Yesterday my horoscope said, “Take your time. Life doesn’t change overnight.” I would like to disagree. Especially in the case that one boards a plane and lands in a small kingdom in the Himalayas, which is exactly what I happen to be doing today. So in this case, life does change, drastically, overnight.
As we drove to the airport I noticed that this time I did not have the old song “Leaving on a Jet Plane” on repeat in my mind. It is true that all my bags are packed and I’m ready to go but by the third trip to Asia in three months some of the romanticism has worn off. The song that has taken over in my mind is now Jim Morrison’s “Light My Fire.” As I approached Inglewood all I heard was, “The time to hesitate is through. No time to wallow in the mire” Since this time last year I have been anticipating this day and everything that is to follow. It feels that the goodbyes have been a long, drawn out process. Since leaving for China several months ago I have been saying goodbye only to return weeks later just in time to say goodbye again. So today from gate 128 in the Tom Bradley terminal at LAX, I say ‘goodbye’ in the physical sense, you won’t see me for a year. But I also say ‘hello’ because by reading my blog you may get more of me than you want.
Caitlin likes to remind me that just two years ago while on a bus ride from Brazil to Argentina, I made it perfectly clear that I was highly disinterested in Asia. “I have no need to ever go to the East.” She just reminded me of that yesterday. I didn’t realize then that I had just said that I didn’t want to see the other half of the planet. I think my maturing, (small minded) self was actually acknowledging that I had no context to understand the other half of the world. My roommate from my freshman year in college was from China. Back then I don’t think I could have named a single city in China. One time I thought to ask what her village was like where she grew up. She told me there had been ponds filled with lotus flowers. I didn’t know what a lotus flower was so I didn’t ask any more questions. That mentality was precisely why, when I landed in China several months ago, I felt like I had just discovered another wing in a house I had lived my whole life. Who knew there was so much to be seen, felt, and experienced? I didn’t even know what I had been missing. What if I went my whole life without ever seeing this? This feeling of discovery continued throughout my recent trip to Indonesia and Thailand.
So today I head back to Asia (wasn’t I just there last week?), the place I never thought I had any interest to visit. This time, I go to Bhutan, a country I didn’t know existed last year. The girl checking me in to China Airlines had also never heard of it, along with ninety percent of the world’s population. So now I know that it exists, I can even point it out on a map and tell you that Thimphu, the city where I am living is between 7,000 and 8,000 feet above sea level.
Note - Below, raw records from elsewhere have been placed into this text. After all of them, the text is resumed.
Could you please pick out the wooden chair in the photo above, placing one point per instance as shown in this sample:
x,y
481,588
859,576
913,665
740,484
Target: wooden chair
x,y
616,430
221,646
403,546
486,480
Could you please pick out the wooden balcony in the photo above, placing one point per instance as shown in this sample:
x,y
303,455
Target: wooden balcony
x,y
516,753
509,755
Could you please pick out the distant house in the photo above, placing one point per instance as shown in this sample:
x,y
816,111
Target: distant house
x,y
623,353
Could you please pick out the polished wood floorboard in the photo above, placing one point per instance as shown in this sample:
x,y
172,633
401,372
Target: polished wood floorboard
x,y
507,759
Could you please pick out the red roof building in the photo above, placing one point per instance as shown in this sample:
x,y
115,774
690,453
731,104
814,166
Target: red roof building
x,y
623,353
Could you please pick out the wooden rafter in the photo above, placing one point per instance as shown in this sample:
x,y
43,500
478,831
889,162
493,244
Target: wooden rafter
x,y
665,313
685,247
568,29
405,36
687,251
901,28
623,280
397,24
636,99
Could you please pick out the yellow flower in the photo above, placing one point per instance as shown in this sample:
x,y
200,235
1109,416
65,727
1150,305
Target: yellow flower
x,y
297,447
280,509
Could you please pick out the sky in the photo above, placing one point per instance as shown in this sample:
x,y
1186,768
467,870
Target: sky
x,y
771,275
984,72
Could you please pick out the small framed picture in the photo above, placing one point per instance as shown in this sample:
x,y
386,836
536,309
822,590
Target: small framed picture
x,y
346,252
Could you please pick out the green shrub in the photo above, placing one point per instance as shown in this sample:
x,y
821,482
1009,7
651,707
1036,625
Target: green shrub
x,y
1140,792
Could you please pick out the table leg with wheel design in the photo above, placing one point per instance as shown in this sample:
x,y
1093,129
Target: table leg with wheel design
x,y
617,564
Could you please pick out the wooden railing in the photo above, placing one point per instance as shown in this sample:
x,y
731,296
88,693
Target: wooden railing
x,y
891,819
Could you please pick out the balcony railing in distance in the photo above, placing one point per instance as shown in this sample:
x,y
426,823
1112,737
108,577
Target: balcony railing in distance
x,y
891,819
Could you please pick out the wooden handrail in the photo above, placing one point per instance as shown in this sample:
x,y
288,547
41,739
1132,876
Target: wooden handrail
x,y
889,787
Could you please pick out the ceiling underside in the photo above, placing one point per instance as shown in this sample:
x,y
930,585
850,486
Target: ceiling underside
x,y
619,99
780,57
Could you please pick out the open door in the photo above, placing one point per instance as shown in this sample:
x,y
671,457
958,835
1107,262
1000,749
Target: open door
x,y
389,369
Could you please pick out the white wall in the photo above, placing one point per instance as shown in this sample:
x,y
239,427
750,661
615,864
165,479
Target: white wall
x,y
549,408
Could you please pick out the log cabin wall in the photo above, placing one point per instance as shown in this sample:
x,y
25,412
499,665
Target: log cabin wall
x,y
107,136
I can tell you that a national symbol is the image of a penis, because I read that in the Lonely Planet Guide. I can tell you that my place of employment is The Early Learning Centre, a private school in the capital. I also know that if I sit on the back left side of the plane I may be able to see Everest when we fly over. Beyond that I don’t know much. So along with the theme of this entry, goodbye California. Goodbye to tons upon tons of massive freeways, goodbye to kids on leashes, to In-n-Out (can’t say I’ll miss that), to high rise buildings, to the ocean (that’s a big one), to familiar faces, to a boyfriend, to mass media, to Costco (there is one in Kuala Lumpur if I get desperate for dish soap or cat litter in bulk) and mom and dad. And hello to...Well, I can’t pretend to know. I’ll fill you in when I get there. Miss you already.